Сезар пожал крепкую красную руку Гофмана и невольно присмотрелся к нему. Старая шляпа с опустившимися полями, поношенный костюм, на ногах солдатские ботинки без шнурков, видны серые шерстяные носки. Сетка морщин под глазами, нос как маленькая очищенная луковица, короткая седая бородка.
Что это: печать лесного одиночества или маскарад, антиквариат специально для Адама Сезара, чтобы он лучше себя чувствовал? Пускай, какая разница, покой и только покой, хватит самокопания.

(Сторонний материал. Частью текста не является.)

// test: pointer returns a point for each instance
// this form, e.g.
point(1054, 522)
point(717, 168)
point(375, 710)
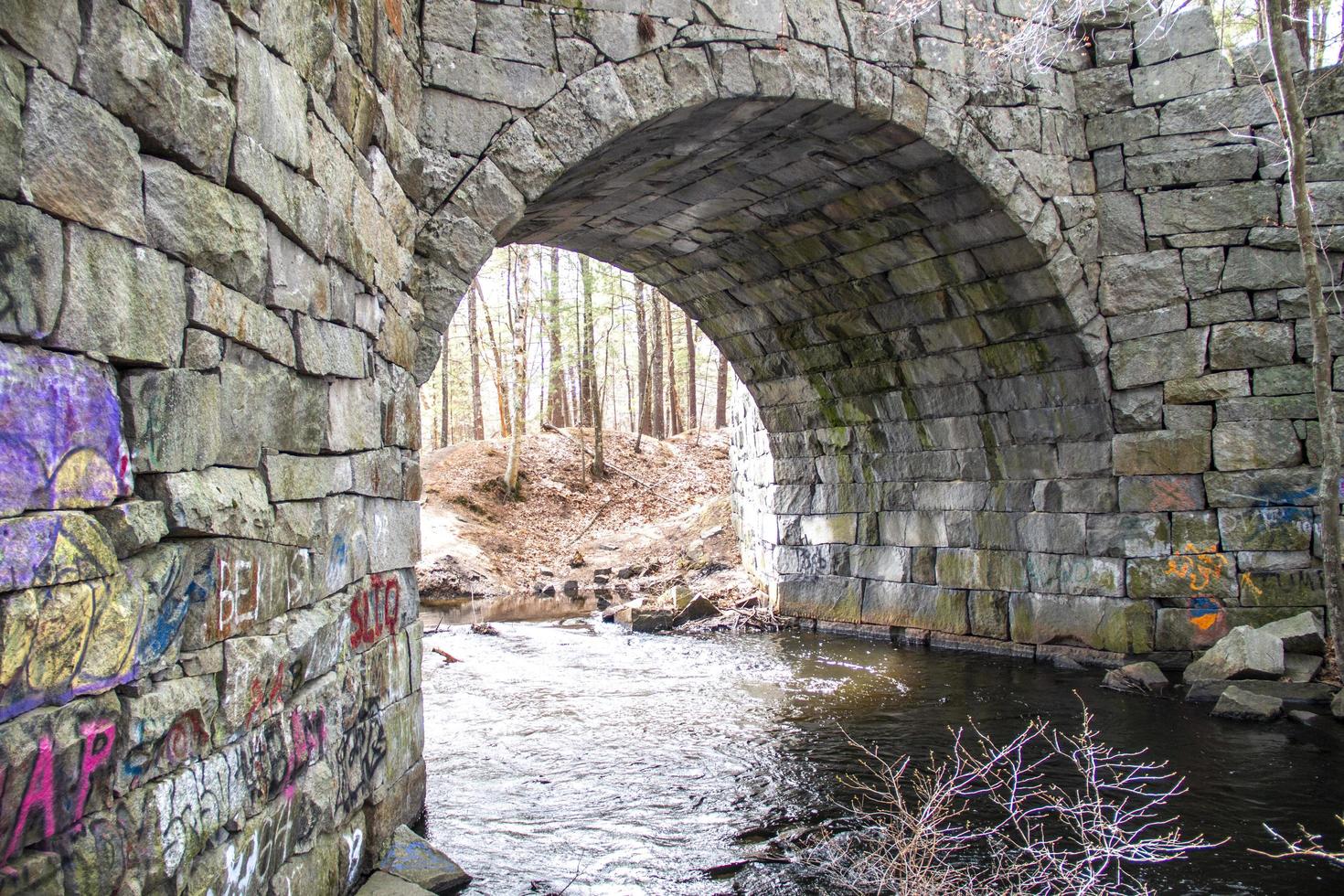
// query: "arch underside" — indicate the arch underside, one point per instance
point(921, 379)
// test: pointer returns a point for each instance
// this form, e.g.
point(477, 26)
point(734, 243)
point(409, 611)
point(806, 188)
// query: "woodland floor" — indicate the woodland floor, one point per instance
point(669, 523)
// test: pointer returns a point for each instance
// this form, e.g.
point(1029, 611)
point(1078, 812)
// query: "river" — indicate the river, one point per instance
point(574, 755)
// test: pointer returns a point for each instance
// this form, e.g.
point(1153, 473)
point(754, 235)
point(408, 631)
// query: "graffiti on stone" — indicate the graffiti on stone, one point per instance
point(53, 549)
point(375, 610)
point(360, 756)
point(48, 784)
point(66, 641)
point(60, 443)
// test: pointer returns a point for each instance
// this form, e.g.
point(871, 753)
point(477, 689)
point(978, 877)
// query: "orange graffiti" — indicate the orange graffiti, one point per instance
point(1199, 570)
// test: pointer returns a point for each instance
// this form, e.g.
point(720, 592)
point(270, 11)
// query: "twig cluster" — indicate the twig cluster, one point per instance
point(1041, 813)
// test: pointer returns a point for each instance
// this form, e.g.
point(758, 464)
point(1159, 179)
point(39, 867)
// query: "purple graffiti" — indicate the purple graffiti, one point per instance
point(60, 440)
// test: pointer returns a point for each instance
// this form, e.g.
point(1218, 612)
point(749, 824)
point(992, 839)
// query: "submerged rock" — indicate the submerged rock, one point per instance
point(1137, 677)
point(1292, 693)
point(1301, 667)
point(1300, 635)
point(1246, 706)
point(1243, 653)
point(697, 609)
point(417, 861)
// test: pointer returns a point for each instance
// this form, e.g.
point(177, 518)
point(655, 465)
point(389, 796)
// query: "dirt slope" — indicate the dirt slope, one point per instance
point(476, 540)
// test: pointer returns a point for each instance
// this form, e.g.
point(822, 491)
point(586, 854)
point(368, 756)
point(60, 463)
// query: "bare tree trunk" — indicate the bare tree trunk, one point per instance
point(1328, 496)
point(555, 397)
point(500, 398)
point(656, 367)
point(641, 335)
point(692, 407)
point(625, 364)
point(522, 275)
point(475, 348)
point(445, 418)
point(720, 406)
point(594, 398)
point(586, 364)
point(674, 407)
point(1300, 15)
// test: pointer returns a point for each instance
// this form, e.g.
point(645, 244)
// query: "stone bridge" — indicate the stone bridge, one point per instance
point(1024, 361)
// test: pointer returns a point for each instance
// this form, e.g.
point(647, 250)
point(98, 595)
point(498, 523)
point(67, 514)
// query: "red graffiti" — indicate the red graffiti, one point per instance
point(48, 784)
point(374, 612)
point(263, 695)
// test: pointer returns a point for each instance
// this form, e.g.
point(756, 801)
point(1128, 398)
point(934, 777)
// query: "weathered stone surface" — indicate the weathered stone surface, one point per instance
point(122, 300)
point(1243, 653)
point(214, 306)
point(415, 860)
point(1265, 528)
point(1300, 635)
point(272, 102)
point(206, 226)
point(1137, 677)
point(1158, 453)
point(296, 409)
point(172, 420)
point(210, 40)
point(300, 208)
point(329, 348)
point(1153, 359)
point(1244, 706)
point(1104, 624)
point(821, 597)
point(215, 501)
point(920, 606)
point(1250, 445)
point(33, 277)
point(132, 526)
point(126, 69)
point(48, 31)
point(78, 162)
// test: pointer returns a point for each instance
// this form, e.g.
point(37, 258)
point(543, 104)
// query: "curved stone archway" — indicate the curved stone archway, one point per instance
point(1023, 361)
point(890, 289)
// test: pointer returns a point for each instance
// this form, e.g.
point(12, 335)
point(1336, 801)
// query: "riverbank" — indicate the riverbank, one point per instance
point(571, 752)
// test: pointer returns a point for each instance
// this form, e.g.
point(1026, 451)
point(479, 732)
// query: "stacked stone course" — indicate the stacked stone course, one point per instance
point(208, 434)
point(1024, 361)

– Давно вас ожидаю, – повторил Гофман. – Как получил указание системы, так и жду., – Вас предупредили?.– сказал Сезар, и потому, что это было первое, вышло как-то сухо.
– Ну да, – Гофман уже вытянул из багажника вещи, – сообщили. У меня приемник. С телеустройством. Я в курсе. Вы можете оставить машину здесь и выключить, хотя она, зараза, полностью и не выключается.
– Не любите систему? – что-то будто подтолкнуло Сезара.
– Да я о том, если кто забивается сюда, значит, ему надоело гнаться за коэффициентами и он убегает подальше от машинерии. А у меня система своя, своя электроника.
Гофман понес чемоданы в хижину.
– Сколько же вам лет?
– Да уже за шестьдесят.
“Староват для двадцать первого века, а для моего – лет около сорока, не больше. Юношеская спина”.
– И давно здесь?
– Пожалуй, тридцать шеcтъ годов.
–И все время сам?
– Почему? Мужику самому не продержаться. Была старуха, правда, недавно, лет десять назад, втемяшилось ей что-то в голову, не выдержала, убежала к сестре. Роботам со спины пыль стирает, – рассказывал, не оборачиваясь, Гофман. – А мне уже все равно. Я здесь корни пустил. Еще до того, как выписал ее сюда.
– Как… выписали?
– Заказал. Это делается просто. Вот и приехало чучело. А мне все равно. Было бы с кем словом переброситься. – Гофман остановился и оглянулся на Сезара: – А ребятишек не захотела, чертовка. Говорит, мы с тобой дураки, и дети пойдут такие же. – Гофман сплюнул и двинул дальше. – А к старости все равно не выдержала.
– Я посижу здесь на лавочке, – бросил ему вдогонку Сезар. – Подышу.
– Дышите, дышите. Я тем временем чемоданы разберу да что-нибудь к обеду приготовлю.
Сезар сел на скамейку в тени дикой груши, ветки зонтиком нависали над ним, густые и тонкие, покрытые мелкими листочками. Как у всех дичков, сплелись, будто нитки вплетенные, ни конца, ни начала не найти, палец не просунуть. “У меня тоже так, – подумал Сезар, – сплелось – не разорвать, разве что разрубить одним махом. Но рубанешь по этим веткам – и кривое и прямое полетит. По живому рубить…” Он оглянулся. И то, что здесь, пока он сидел и думал, ничего не изменилось, неожиданно его успокоило.
9
– Видите тот мыс? – Гофман указал на противоположный берег озера. – Он высунулся как треугольник. И камыш стеной. А вдали дерево. Когда отстреляетесь, рулите лодку к нему, там и ночевать будем. Я и костер зажгу, на дым плывите. А пока что в обход пойду. За полчаса до сумерек и двигайте. Как только солнце зайдет, лет закончится… Ни пуха ни пера!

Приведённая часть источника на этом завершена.